La Asamblea Nacional cumple 15 meses de un cerco gubernamental tan asfixiante que la falta de papel higiénico y de café sólo se puede compensar con aportaciones voluntarias de sus propios diputados, como si fuera una plaza sitiada en la que ambos productos se encuentran de vez en cuando, comprados por unos parlamentarios que no cobran su sueldo desde hace nueve meses por decisión de Nicolás Maduro.
«Estoy haciendo una consulta a la Fiscalía y al Supremo porque estando la Asamblea fuera de la ley, yo como jefe de la Hacienda Pública no puedo depositar recursos en una Asamblea inexistente», amenazó a mitad de 2016 el «hijo de Chávez».

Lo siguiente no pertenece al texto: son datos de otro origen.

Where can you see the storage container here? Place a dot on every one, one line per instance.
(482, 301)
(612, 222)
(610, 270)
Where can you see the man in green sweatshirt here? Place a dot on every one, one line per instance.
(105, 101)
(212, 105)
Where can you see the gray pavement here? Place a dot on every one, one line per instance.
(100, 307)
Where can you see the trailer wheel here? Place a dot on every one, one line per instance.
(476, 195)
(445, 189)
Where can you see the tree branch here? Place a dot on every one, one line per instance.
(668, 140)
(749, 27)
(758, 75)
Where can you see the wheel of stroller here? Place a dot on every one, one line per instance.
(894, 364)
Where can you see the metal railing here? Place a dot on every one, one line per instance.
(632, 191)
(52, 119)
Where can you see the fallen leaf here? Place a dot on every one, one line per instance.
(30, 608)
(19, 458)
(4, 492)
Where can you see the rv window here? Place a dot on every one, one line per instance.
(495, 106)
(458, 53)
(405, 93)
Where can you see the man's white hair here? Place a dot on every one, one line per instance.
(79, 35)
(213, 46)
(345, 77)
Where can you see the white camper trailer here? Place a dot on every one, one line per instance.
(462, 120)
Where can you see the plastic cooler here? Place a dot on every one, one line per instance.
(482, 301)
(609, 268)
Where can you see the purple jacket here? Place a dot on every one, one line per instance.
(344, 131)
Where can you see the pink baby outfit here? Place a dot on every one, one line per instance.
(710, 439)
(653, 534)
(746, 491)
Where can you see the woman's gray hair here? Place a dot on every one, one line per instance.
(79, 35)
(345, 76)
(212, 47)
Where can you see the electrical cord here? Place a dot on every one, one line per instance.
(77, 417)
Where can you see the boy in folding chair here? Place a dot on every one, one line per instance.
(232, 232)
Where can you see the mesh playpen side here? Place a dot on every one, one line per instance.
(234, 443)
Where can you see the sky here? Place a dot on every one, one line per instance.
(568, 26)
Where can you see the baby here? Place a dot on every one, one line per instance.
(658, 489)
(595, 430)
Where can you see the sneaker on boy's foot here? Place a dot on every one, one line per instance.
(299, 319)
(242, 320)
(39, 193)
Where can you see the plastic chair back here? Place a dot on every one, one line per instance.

La consulta se ha prolongado sine die, tal y como sospechaban en la oposición, pese a que no está respaldada por ninguna decisión jurídica. Tal es el nivel de asfixia económica a los parlamentarios y a la propia institución que Julio Borges, presidente legislativo, ha confesado en petit comité que la Asamblea «funciona como una iglesia, por caridad», ya que el Estado tampoco aporta los fondos económicos que la ley obliga.
El diputado Alfonso Marquina, presidente de la Comisión de Finanzas, hizo público que de los 93.000 millones de bolívares necesarios para 2017, el Estado había decidido entregar 27.000. Con ese montante sólo se puede pagar a los trabajadores.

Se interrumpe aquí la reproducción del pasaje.